Contributing to pypi-profile¶
This page covers everything you need to contribute to the pypi-profile package itself — the CLI,
server, static builder, signing system, and tests.
Prerequisites¶
You need:
- Python 3.10 or later
- uv — the package and workspace manager this project uses
- Git
You do not need a PyPI account or a published package to contribute to the core tool.
Clone and set up¶
git clone https://github.com/matthewdeanmartin/matthewdeanmartin_pypi.git
cd matthewdeanmartin_pypi
uv sync --all-extras
uv sync installs the entire workspace into a local virtual environment. --all-extras includes
optional dependencies like signing tools, the GUI, and development tools.

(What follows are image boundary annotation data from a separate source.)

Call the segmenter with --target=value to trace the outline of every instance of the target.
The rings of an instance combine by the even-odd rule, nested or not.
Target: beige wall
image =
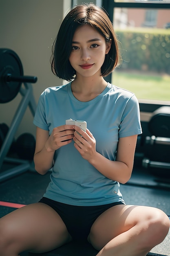
[[[0,48],[15,52],[22,63],[24,75],[36,76],[33,94],[37,103],[41,92],[62,81],[51,71],[49,59],[52,45],[70,0],[0,0]],[[10,126],[21,96],[0,103],[0,123]],[[35,135],[33,117],[29,108],[15,135],[29,132]]]

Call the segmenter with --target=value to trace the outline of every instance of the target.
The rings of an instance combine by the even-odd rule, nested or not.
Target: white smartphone
[[[72,125],[76,125],[79,126],[82,130],[85,132],[86,131],[87,128],[87,123],[86,121],[82,121],[78,120],[72,120],[71,119],[66,120],[66,124],[71,124]]]

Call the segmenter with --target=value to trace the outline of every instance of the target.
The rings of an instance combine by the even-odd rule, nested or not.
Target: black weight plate
[[[0,103],[13,100],[17,95],[22,85],[20,82],[8,82],[8,74],[23,76],[21,62],[18,55],[8,49],[0,49]]]

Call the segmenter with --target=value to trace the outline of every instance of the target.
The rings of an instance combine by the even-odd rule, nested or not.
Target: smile
[[[80,65],[80,67],[84,70],[88,70],[91,68],[94,64],[84,64],[83,65]]]

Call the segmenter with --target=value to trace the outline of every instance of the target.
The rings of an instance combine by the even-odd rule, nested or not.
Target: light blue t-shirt
[[[71,83],[46,89],[39,99],[33,123],[49,130],[65,120],[82,120],[96,141],[96,150],[114,161],[119,138],[141,133],[138,101],[133,93],[109,83],[86,102],[73,96]],[[123,202],[119,184],[106,177],[84,159],[73,141],[56,150],[51,181],[44,196],[73,205],[100,205]]]

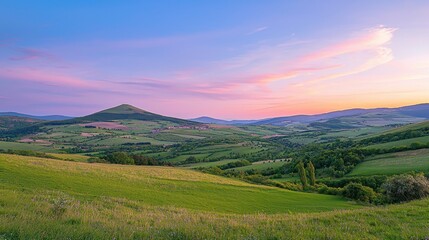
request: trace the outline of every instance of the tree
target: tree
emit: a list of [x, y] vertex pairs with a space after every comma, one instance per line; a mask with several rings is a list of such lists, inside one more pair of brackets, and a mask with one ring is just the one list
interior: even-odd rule
[[134, 164], [132, 159], [126, 152], [114, 152], [106, 156], [106, 160], [116, 164]]
[[344, 187], [343, 196], [361, 202], [373, 202], [377, 197], [377, 194], [370, 187], [352, 182]]
[[314, 186], [316, 184], [316, 169], [314, 168], [313, 163], [310, 161], [307, 165], [308, 175], [310, 177], [310, 185]]
[[304, 163], [302, 161], [300, 161], [298, 163], [298, 165], [296, 165], [296, 167], [298, 168], [298, 174], [299, 174], [299, 178], [301, 180], [301, 184], [303, 187], [307, 186], [307, 174], [304, 168]]
[[391, 202], [404, 202], [429, 196], [429, 181], [423, 174], [391, 177], [382, 186]]

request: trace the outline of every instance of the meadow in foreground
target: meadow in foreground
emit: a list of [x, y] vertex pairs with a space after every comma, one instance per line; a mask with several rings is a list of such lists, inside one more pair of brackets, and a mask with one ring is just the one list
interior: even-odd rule
[[[278, 190], [175, 168], [5, 154], [0, 160], [0, 239], [429, 236], [428, 200], [359, 207], [334, 196]], [[307, 211], [312, 213], [299, 213]]]

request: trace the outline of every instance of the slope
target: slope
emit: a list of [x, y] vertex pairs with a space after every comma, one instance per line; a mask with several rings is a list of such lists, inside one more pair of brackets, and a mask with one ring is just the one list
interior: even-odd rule
[[113, 108], [109, 108], [88, 116], [74, 119], [74, 122], [97, 122], [97, 121], [113, 121], [113, 120], [143, 120], [143, 121], [168, 121], [182, 125], [195, 125], [197, 123], [179, 119], [166, 117], [159, 114], [151, 113], [128, 104], [122, 104]]
[[319, 212], [356, 207], [340, 197], [251, 185], [171, 167], [89, 164], [1, 154], [0, 169], [5, 189], [61, 191], [87, 200], [118, 197], [149, 206], [229, 213]]
[[[7, 157], [7, 159], [4, 159]], [[65, 165], [64, 165], [65, 164]], [[20, 177], [12, 171], [23, 167]], [[110, 167], [113, 167], [109, 170]], [[70, 173], [64, 172], [71, 170]], [[176, 194], [193, 191], [193, 184], [217, 184], [234, 187], [235, 197], [245, 204], [254, 199], [241, 199], [240, 193], [264, 192], [268, 188], [248, 186], [191, 171], [165, 175], [163, 171], [134, 169], [127, 166], [104, 166], [35, 158], [12, 158], [1, 155], [0, 160], [0, 238], [2, 239], [424, 239], [428, 234], [428, 200], [407, 204], [365, 207], [321, 213], [300, 214], [231, 214], [194, 211], [183, 205], [154, 206], [144, 199], [130, 200], [127, 196], [109, 197], [109, 191], [135, 187], [136, 182], [150, 186], [158, 181], [159, 191]], [[156, 168], [152, 168], [156, 169]], [[159, 170], [164, 170], [163, 168]], [[139, 173], [142, 171], [142, 173]], [[6, 174], [4, 174], [6, 173]], [[165, 172], [164, 172], [165, 173]], [[150, 175], [150, 178], [148, 177]], [[184, 175], [183, 175], [184, 174]], [[189, 175], [190, 174], [190, 175]], [[21, 178], [25, 175], [27, 179]], [[75, 175], [75, 179], [71, 178]], [[187, 181], [181, 179], [188, 178]], [[90, 188], [106, 180], [103, 191], [85, 193], [78, 186]], [[152, 179], [152, 180], [150, 180]], [[53, 182], [52, 180], [60, 180]], [[65, 182], [73, 180], [73, 182]], [[43, 186], [49, 183], [47, 186]], [[127, 185], [132, 183], [131, 186]], [[181, 185], [180, 183], [186, 183]], [[112, 185], [113, 184], [113, 185]], [[187, 187], [186, 187], [187, 186]], [[210, 185], [206, 185], [207, 188]], [[212, 185], [213, 186], [213, 185]], [[108, 189], [110, 187], [110, 189]], [[118, 190], [119, 188], [119, 190]], [[145, 188], [144, 188], [145, 189]], [[214, 191], [213, 188], [211, 190]], [[239, 190], [242, 190], [241, 192]], [[207, 190], [206, 190], [207, 191]], [[283, 192], [287, 196], [289, 192]], [[177, 194], [176, 194], [177, 195]], [[219, 198], [222, 193], [219, 193]], [[269, 194], [267, 194], [269, 197]], [[245, 197], [249, 197], [246, 195]], [[272, 201], [266, 198], [269, 205]], [[171, 201], [171, 198], [168, 199]], [[183, 201], [184, 198], [175, 200]], [[228, 193], [225, 202], [229, 201]], [[296, 203], [299, 203], [299, 199]], [[192, 204], [193, 201], [191, 200]], [[198, 202], [197, 202], [198, 204]], [[212, 201], [207, 206], [212, 206]], [[312, 205], [318, 205], [313, 202]], [[325, 204], [322, 201], [321, 204]], [[284, 206], [287, 206], [284, 204]], [[208, 207], [206, 207], [208, 208]]]

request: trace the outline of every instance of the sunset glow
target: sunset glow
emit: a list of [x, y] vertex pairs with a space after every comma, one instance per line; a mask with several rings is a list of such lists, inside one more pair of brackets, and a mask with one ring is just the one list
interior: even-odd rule
[[428, 12], [427, 1], [7, 1], [0, 110], [129, 103], [256, 119], [429, 102]]

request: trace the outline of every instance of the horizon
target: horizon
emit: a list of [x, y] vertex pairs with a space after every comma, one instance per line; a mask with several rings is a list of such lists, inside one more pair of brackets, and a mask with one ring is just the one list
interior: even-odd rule
[[127, 102], [244, 120], [429, 102], [426, 1], [0, 6], [1, 112]]
[[[227, 118], [218, 118], [215, 116], [196, 116], [196, 117], [188, 117], [188, 118], [182, 118], [185, 120], [193, 120], [193, 119], [197, 119], [197, 118], [212, 118], [212, 119], [216, 119], [216, 120], [223, 120], [223, 121], [261, 121], [261, 120], [266, 120], [266, 119], [273, 119], [273, 118], [280, 118], [280, 117], [293, 117], [293, 116], [311, 116], [311, 115], [319, 115], [319, 114], [327, 114], [327, 113], [332, 113], [332, 112], [341, 112], [341, 111], [347, 111], [347, 110], [359, 110], [359, 109], [363, 109], [363, 110], [371, 110], [371, 109], [395, 109], [395, 108], [401, 108], [401, 107], [409, 107], [409, 106], [419, 106], [419, 105], [427, 105], [429, 104], [429, 102], [426, 103], [415, 103], [415, 104], [411, 104], [411, 105], [401, 105], [401, 106], [396, 106], [396, 107], [375, 107], [375, 108], [347, 108], [347, 109], [336, 109], [336, 110], [332, 110], [332, 111], [328, 111], [328, 112], [319, 112], [319, 113], [314, 113], [314, 114], [305, 114], [305, 113], [301, 113], [301, 114], [293, 114], [293, 115], [282, 115], [282, 116], [269, 116], [269, 117], [262, 117], [262, 118], [256, 118], [256, 119], [227, 119]], [[56, 114], [56, 113], [51, 113], [51, 114], [34, 114], [34, 113], [25, 113], [25, 112], [16, 112], [16, 111], [0, 111], [0, 113], [7, 113], [7, 112], [11, 112], [11, 113], [18, 113], [18, 114], [24, 114], [24, 115], [31, 115], [31, 116], [39, 116], [39, 117], [43, 117], [43, 116], [65, 116], [65, 117], [72, 117], [72, 118], [78, 118], [78, 117], [84, 117], [84, 116], [88, 116], [97, 112], [101, 112], [107, 109], [111, 109], [111, 108], [116, 108], [116, 107], [120, 107], [122, 105], [128, 105], [131, 107], [136, 107], [140, 110], [144, 110], [147, 112], [151, 112], [154, 114], [160, 114], [157, 112], [153, 112], [153, 111], [148, 111], [146, 109], [142, 109], [139, 106], [135, 106], [129, 103], [122, 103], [119, 105], [115, 105], [115, 106], [111, 106], [105, 109], [99, 109], [97, 111], [94, 112], [90, 112], [84, 115], [79, 115], [79, 116], [71, 116], [71, 115], [63, 115], [63, 114]], [[163, 115], [163, 114], [160, 114]], [[169, 116], [169, 115], [163, 115], [163, 116], [167, 116], [167, 117], [174, 117], [174, 118], [179, 118], [177, 116]]]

All subsequent commands
must use uv run so that they run inside this environment rather than against whatever Python
happens to be on your system PATH.
After setup, confirm the CLI works:
uv run pypi-profile --help
Workspace layout¶
matthewdeanmartin_pypi/
├── pyproject.toml ← workspace manifest (lists members, nothing else)
├── uv.lock ← locked dependency tree for reproducibility
│
├── pypi_profile/ ← the main package (this is what you'll work in)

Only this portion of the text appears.